Yeah, kind of. As it built for sure. In that first scene, there was that fun excitement. That was still Barry like, "Holy crap, I have speed thinking now!" And all he's thinking about is, "This is exciting and this is gonna help us get them out of the Mirrorverse." At that point, I'm still playing Barry Allen, but it develops in a way where we completely lose Barry's empathy and his normal personality and his emotions. So by the end of it, I'd like to think at least it was a completely unrecognizable character [and] you're not looking at Barry Allen anymore because the ASF has taken over his mind.
How does Barry handle the emotional fallout from his fight with the team and hurting Iris?
Yeah, it's obviously really hard on Barry. Seeing Iris lying there and the rest of the team also unconscious snaps him back to reality and the ASF leaves the body and his mind. There's an immediate emotional fallout. We pick directly up with this moment in 703, with a very emotional scene. Thankfully, Team Flash has become a family and they all have Barry's back in the wake of this and really help him feel like this wasn't his doing. He was unaware of what he was doing. His mind had been taken over. It's not his fault, but it's hard for Barry to shake that feeling that he almost killed his wife, and could've killed the entire team. So, it weighs pretty heavily on Barry. Thankfully, no one turns on him.

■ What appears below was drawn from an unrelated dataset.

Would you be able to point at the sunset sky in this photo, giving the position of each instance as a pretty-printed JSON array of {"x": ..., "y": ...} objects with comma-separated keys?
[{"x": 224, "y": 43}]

The real Harrions Wells returns at the end of the episode, which explains how Tom Cavanagh is still part of the show after Nash and the Council of Wells died last week. What can we expect from this version of Harrison?
Well, there's kind of a twist there, too, like always when it comes to Wells. It's not like necessarily the real Harrison Wells, I guess. It has more to do with the particles that made up all of the Wellses now embodies this Harrison Wells. So, we're going to yet again see Tom do something slightly different than we've ever seen, and it is technically the real Harrison Wells but with a twist.
Eric previously said season 7 was very much about watching Barry and Iris tackle problems together as a couple and exploring how they handle being married and heroes. After spending so much time apart in season 6, how does it feel exploring that relationship from that perspective?
It's been nice. It's definitely the next stage in their relationship. They've been married for a few years now, and we're seeing them talk about what's next for them in their life, what's next for them in their relationship, talking about having kids potentially in the future. We see Iris exploring what the fallout was for her psychologically being trapped in the Mirrorverse for all that time, which I thought was a really cool storyline for Candice [Patton] and Iris to have. We didn't see much of them together at all last year, so it's nice to have the Barry and Iris scenes back as a consistent dynamic on the show and to see them exploring what's next for them in their marriage outside of being the Flash and [on] Team Flash.
The Flash airs Tuesdays at 8 p.m. on The CW.